Place the sliced cabbage and julienned carrots in a large mixing bowl. When the dressing is cool, drizzle over the cabbage and toss to coat. Let stand for at least 10 minutes before serving. If desired, crack fresh black pepper over the top.

Balsamic Vinegar originated in Italy, having been produced in Modena and Reggio Emilia since the Medieval times. I use this as a finishing vinegar to drizzle on grilled meats or over roasted vegetables. You can also reduce it into a rich, exquisite syrup to drizzle over a dessert. But one of my boys' favorite ways to use balsamic vinegar: to make a homemade soda. Years ago, on a food tour in Santa Cruz, we learned this little gem; we've been enjoying it ever since.

Balsamic Vinegar Soda

Ingredients makes 1

  • 1 to 3 T balsamic vinegar, depending on taste
  • 1 C sparkling water

Place balsamic vinegar in the bottom of a glass. Top with sparkling water. Adjust to taste, adding more balsamic vinegar if you prefer it stronger. Drink immediately.

Malt Vinegar is made from malted barley that’s been brewed into ale and then fermented to make vinegar. It’s usually a lovely caramel color and I love to add it to homemade chutneys.

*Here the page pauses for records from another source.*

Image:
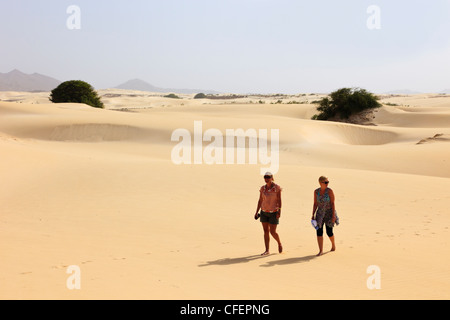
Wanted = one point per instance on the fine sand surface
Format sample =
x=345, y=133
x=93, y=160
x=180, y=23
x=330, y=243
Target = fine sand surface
x=98, y=189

Rice Vinegar is a key ingredient for Asian cooking and adds a milder, sweeter tang than other vinegars.

Wine Vinegar(s) by which I mean ‘Red Wine Vinegar’ and ‘White Wine Vinegar’ are simply fermented wines. Next to apple cider vinegar, these are my most versatile vinegars. I use them in salad dressings and marinades. My rule of thumb: whatever wine you’re uncorking for dinner, you can use its vinegar equivalent in the dinner.

Flank Steak with Caramelized Onions
in a Red Wine Vinegar Glaze

Ingredients makes 4 to 6 servings

  • 1 flank steak, between 2 and 3 pounds
  • 1 T organic brown sugar
  • 1 T paprika
  • 1 t smoked paprika
  • 1 t freshly ground salt
  • 1/2 t ground cumin
  • 1/2 t ground coriander
  • olive oil
  • 1 ½ C red wine vinegar
  • 1 to 2 T raw honey
  • 1 T olive oil
  • 3 to 4 C thinly sliced onions

Preheat oven to 400 degrees F. Place the flank steak on a parchment-lined baking sheet. In a small bowl, combine the sugar, paprikas, salt, cumin, and coriander. Sprinkle the spices over the flank steak and rub it in. Drizzle with olive oil. Then roast in the preheated oven for between 25 and 40 minutes, depending on desired level of doneness.

Remove from oven and let rest 10 minutes before slicing and serving. While the flank steak roasts and rest, prepare your onions and glaze.

To caramelize your onions, place them in a large, flat-bottom pan with 1 T olive oil. Toss the onions to coat completely. Cook over low to medium heat until the onions soften, turn translucent, and caramelize. You can caramelize to your desired color. I usually let them turn a deep caramel hue with a few streaks of darker coffee strands.

To make the glaze: pour red wine vinegar into a medium saucepan. Stir in the raw honey and heat slowly. Whisk the honey until dissolved and smooth. Turn the heat up so that the vinegar-honey mixture comes to a boil. Cook until the vinegar is reduced by about a half. Set aside until ready to use. If it has thickened too much to pour over the meat, heat it gently again.

To serve: place slices of flank steak on individual serving plates. Heap caramelized onions on top of the meat. Drizzle the glaze over the top. Serve immediately.

Do you agree? What is your most used vinegar in your pantry? I’d love to hear.